Anthony Longden Column: Old texts still relevant for new ways of working

Anthony Longden

Print imposes its own parameters on the journalist. Font, page size, pagination and layout combine to create limitations that are as much a mercy for the reader as they are healthy discipline for the writer.

Or so it might seem… on paper at least. Digital media, despite its infinite capacity, has turned brevity into an art form. With its non-negotiable character count, Twitter forces the distillation of information in a way I don’t think print has ever done, except perhaps if you write haiku.

In the right hands we are now working in poetry as well as in prose. For journalists, choosing the right words remains one of our core skills.

Select the wrong words and the point is obscured; use too many, and our readers – impatient and owing us no favours – will move on.

Two classic texts help us with clarity and conciseness in writing: The Complete Plain Words by Sir Ernest Gowers, and Newsman’s English by veteran Times editor, Harold Evans, and I recommend them both.

Gowers was a distinguished civil servant with an unassailable reputation for clear written English. In an attempt to throw off the civil service stereotype of mandarins hiding behind their own verbosity, the Treasury commissioned him to devise guidelines for officialdom.

Rightly, his work earned a wider audience. His Plain Words was published in 1948; The ABC of Plain Words in 1954. Such was their popularity they were collected as a single volume Complete Plain Words.

Don’t be put off by the post war vintage – it has as much to say to today’s multi-platform journalists as it did to their inky-fingered forebears. The book can still be picked up online and in bookshops.

In his prologue, Gowers writes: ‘Writing is an instrument for conveying ideas from one mind to another; the writer’s job is to make his reader apprehend his meaning readily and precisely.’

A revised edition takes account of shifts in English usage, but the original message endures, whatever the medium: write in a way that is easy to understand, avoid cliché, resist euphemism.

Harold Evans’s 1972 manual is a practitioners’ masterpiece.

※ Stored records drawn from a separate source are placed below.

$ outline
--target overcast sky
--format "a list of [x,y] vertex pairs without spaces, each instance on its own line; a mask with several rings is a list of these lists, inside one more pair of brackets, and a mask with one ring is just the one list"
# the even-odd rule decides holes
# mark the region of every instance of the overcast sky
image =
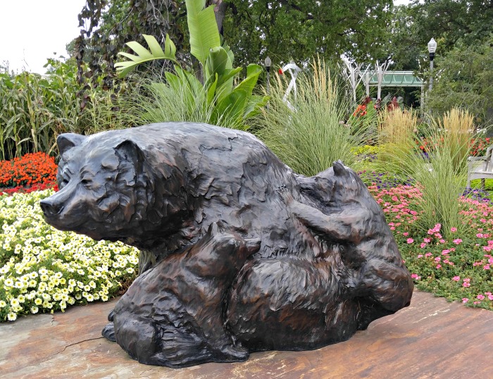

Reprinted many times and given a thorough update by Crawford Gillan, it is now known as Essential English for Journalists, Editors and Writers.

Apart from the wealth of its wisdom, the value lies in its various lists of wasteful, redundant and inappropriate words.

‘English is a battlefield,” Evans writes. ‘Purists fight off invading yes-men, dropouts, hobos, killjoys, stooges, highbrows and co-eds. Vulgarians beseech them to trust the people because the people speak real good. Grammarians, shocked by sentences concluding with prepositions, construct syntactical defences up with which we will not put. Officials observe that in connection with the recent disturbances there does not appear to have been a resolution of the issue. And journalists race to the colourful scene to report the dramatic new moves.’

Gowers and Evans make the same essential point: don’t waste a single word. As a trainee, I was urged to avoid ‘that’ and ‘had’ wherever possible. So… ‘He had said that he thought that that was a good idea’ becomes: ‘He said he thought it was a good idea.’ Simple, but effective.

Reporters and features writers sometimes succumb to the idea that cliché adds pace and drama. On the contrary, it merely forces expression into a straitjacket. Stock phrases turn the message stale.

In the recent season of general election campaigning, who among us felt more politically engaged when we heard the words ‘hard-working families’ or ‘we’ve been very clear on this’?

All stock expressions were original once. The challenge and the joy of journalism is to be vibrant, original and clear over and over again.

***

And finally…

“I just sit at a typewriter and curse a bit.”

– Comic author P G Wodehouse on being asked how he wrote his books.

* Anthony Longden advises News Associates on journalism. He spent 20 years as editor and senior editorial executive in various regional companies in the UK, including Newsquest and Trinity Mirror.

He is a member of the Society of Editors’ parliamentary and legal committee, lobbying on behalf of the media industry on a wide range of issues.

He completed a three-year term as an editorial member of the Press Complaints Commission in 2012, and sat on its reform committee. Now a consultant and journalist, he advises the SoE and Alder Media, a London-based crisis PR firm. He judges the annual UK national and regional Newspaper Awards.